5 November 2013

Negara dan Rakyat

Negara adalah organisasi kekuasaan. Di mata Soekarno, ketika ia dan pendiri bangsa lainnya sedang merumuskan Indonesia merdeka, negara Indonesia merdeka diandaikan sebagai organisasi kekuasaan rakyat. Dengan organisasi kekuasaan ini, bangsa Indonesia berjuang untuk mencapai cita-cita bersama.
Agar mudah membayangkan Indonesia masa depan itu, kita andaikan saja negara Indonesia ini dengan sebuah rumah besar: seluruh penghuni bisa bernaung di dalam rumah itu dan merasakan kebahagiaan secara bersama-sama.

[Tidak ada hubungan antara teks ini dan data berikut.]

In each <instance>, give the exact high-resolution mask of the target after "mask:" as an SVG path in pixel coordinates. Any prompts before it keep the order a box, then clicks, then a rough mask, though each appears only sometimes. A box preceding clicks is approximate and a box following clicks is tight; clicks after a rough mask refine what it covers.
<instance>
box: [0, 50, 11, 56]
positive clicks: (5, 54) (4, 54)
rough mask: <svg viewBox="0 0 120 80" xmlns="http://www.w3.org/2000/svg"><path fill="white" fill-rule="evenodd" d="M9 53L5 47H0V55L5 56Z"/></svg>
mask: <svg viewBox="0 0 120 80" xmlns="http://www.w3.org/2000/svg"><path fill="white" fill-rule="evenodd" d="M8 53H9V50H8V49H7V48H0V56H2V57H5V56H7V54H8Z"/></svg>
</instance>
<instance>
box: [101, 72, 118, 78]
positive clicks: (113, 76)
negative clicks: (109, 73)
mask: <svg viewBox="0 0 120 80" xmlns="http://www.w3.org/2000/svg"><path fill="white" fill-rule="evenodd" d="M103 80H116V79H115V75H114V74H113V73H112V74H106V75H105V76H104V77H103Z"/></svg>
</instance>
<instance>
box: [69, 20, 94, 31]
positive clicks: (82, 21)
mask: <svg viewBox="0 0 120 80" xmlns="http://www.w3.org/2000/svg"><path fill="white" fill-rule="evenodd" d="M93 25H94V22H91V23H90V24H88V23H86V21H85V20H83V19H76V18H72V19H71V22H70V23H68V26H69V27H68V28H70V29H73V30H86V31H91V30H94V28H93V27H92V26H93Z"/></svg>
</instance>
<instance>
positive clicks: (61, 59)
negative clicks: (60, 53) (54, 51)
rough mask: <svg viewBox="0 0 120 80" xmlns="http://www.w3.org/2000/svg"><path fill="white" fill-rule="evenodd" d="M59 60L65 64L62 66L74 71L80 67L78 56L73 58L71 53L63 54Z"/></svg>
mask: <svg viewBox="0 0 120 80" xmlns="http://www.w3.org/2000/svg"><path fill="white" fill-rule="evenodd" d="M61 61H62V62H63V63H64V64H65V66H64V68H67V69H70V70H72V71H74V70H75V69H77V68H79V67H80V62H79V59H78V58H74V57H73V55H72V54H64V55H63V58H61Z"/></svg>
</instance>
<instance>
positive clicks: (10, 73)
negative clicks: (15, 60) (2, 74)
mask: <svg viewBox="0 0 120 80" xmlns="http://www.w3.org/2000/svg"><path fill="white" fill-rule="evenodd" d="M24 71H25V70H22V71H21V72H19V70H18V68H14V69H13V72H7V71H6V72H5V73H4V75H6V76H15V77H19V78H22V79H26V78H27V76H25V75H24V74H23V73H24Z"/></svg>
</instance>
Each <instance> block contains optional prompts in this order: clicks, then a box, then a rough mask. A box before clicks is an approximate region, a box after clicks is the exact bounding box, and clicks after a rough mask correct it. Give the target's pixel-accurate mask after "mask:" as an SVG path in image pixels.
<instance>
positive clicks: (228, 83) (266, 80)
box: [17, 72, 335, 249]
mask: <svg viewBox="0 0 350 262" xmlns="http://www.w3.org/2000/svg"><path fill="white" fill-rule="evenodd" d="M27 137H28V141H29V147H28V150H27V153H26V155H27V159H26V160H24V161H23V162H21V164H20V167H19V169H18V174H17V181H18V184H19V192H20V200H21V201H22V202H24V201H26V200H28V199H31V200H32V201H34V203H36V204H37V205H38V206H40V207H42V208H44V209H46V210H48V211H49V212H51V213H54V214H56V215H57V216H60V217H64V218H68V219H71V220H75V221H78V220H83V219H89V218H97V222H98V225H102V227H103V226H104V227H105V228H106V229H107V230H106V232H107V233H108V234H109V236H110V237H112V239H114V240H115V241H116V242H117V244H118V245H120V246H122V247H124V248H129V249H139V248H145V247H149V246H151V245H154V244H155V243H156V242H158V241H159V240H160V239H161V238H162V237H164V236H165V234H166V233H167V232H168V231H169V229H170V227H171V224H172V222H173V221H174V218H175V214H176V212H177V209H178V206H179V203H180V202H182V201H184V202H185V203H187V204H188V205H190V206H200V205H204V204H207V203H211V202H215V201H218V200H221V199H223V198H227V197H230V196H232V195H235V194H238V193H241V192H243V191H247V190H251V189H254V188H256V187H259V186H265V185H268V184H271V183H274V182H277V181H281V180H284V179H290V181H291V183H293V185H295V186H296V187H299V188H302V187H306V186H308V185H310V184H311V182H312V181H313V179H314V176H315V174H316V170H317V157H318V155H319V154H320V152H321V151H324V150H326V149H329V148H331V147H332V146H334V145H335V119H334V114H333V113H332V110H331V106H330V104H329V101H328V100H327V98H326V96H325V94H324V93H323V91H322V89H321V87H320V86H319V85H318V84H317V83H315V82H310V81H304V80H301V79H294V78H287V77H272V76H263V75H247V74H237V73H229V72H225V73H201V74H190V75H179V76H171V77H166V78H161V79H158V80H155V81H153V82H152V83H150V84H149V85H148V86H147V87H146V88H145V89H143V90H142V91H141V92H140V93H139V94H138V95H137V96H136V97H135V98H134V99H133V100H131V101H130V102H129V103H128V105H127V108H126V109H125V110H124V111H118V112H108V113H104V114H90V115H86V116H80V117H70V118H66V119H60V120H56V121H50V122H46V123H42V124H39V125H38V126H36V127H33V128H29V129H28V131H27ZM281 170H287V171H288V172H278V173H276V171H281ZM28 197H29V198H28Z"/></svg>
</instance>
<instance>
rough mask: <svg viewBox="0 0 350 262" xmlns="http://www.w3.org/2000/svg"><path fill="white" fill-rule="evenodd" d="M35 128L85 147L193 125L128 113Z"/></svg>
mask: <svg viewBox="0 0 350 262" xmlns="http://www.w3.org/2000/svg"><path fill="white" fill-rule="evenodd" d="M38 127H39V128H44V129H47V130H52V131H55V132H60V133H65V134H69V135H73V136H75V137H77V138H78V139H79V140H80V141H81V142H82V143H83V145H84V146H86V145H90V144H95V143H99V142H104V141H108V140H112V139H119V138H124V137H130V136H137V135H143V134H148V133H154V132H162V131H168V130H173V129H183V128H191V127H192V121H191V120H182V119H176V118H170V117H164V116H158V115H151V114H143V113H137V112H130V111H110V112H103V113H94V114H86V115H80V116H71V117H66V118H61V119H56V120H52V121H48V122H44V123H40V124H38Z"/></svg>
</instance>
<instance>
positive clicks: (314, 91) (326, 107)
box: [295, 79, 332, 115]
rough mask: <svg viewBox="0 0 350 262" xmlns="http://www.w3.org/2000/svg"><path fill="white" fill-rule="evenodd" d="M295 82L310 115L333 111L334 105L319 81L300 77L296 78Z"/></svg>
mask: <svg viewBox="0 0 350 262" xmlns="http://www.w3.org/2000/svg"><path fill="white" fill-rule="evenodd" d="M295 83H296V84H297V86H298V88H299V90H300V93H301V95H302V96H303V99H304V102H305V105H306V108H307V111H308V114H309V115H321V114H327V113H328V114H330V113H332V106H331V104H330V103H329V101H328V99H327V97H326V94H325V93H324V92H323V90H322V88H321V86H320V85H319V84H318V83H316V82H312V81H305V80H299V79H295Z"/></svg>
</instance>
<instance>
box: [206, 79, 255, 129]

Untuk menjamin organisasi kekuasaan ini bisa berjalan dengan baik sesuai cita-cita, maka sistim yang dipilih mestilah yang berdasarkan “kekuasaan rakyat”.
Dalam tulisan “Mencapai Indonesia Merdeka”, Bung Karno dengan gamblang menjelaskan: “Gedung Indonesia sempurna itu hanyalah bisa didirikan Marhaen Indonesia, bilamana adalah leluasa mendirikannya -tidak terikat oleh ini, tidak terikat oleh itu- yakni bilamana Marhaen, dan tidak fihak lain, mempunyai kemerdekaan gerak-bangkit yang tak terhalang-halang.”
Lebih lanjut, supaya kemerdekaan nasional itu benar-benar terpastikan untuk kepentingan rakyat, maka di dalam kemerdekaan nasional itu kekuasaan harus berada di tangan kaum marhaen. “Bukan kaum borjuis, bukan kaum ningrat, bukan kaum musuh kaum marhaen, tetapi harus kaum marhaen yang memegang politieke macht (kekuasaan politik).
Pertanyaannya: apakah politieke macht Indonesia saat ini berada di tangan kaum marhaen Indonesia? Tidak. Sejak Indonesia merdeka hingga sekarang kaum marhaen belum pernah benar-benar memegang politieke macht. Di jaman Soeharto, jangankan berbicara kekuasaan politik, berbicara soal politik pun rakyat tidak dibolehkan.
Ini makin parah di jaman neoliberal ini. Negara mengalami proses deformasi: neoliberalisme mengurangi sebanyak-banyaknya peran negara dalam urusan kesejahteraan rakyat dan layanan publik. Tetapi, secara politik, negara justru dibuat makin tidak demokratis dan menjauh dari partisipasi rakyat.
Tapi negara memang bukan “organisasi netral”. Sekarang, di tangan pemilik modal, negara menjadi alat kekerasan untuk menindas rakyat. Pernahkah negara memihak rakyat dalam pertikaian dengan modal?  Pernahkah apparatus negara melindungi kaum tani saat terjadi konflik agraria? Pernahkah apparatus negara memihak kaum buruh saat menggelar aksi pemogokan melawan si kapitalis?
Hal itu tidak akan pernah terjadi dalam negara kapitalis. Bahkan neoliberalisme—sering disebut “kapitalisme tanpa sarung tangan”—jauh lebih brutal lagi dalam menindas dan menyingkirkan massa-rakyat. Hampir semua kebijakan ekonomi dan politik, umumnya didorong oleh kelompok bisnis, diputuskan tanpa konsultasi dengan rakyat banyak. Bahkan, rejim neoliberal melakukan amandemen konstitusi UUD 1945 empat kali tanpa meminta pendapat rakyat Indonesia.
Indonesia pun tidak menjadi rumah yang nyaman dan melindungi seluruh tumpah-darah bangsa Indonesia. Sebaliknya, darah-rakyat justru terus tertumpah akibat kekerasan dan represifitas aparat negara sendiri. Kita juga melihat betapa rakyat tak bisa mengakses tanah dan kekayaan alam negerinya sendiri.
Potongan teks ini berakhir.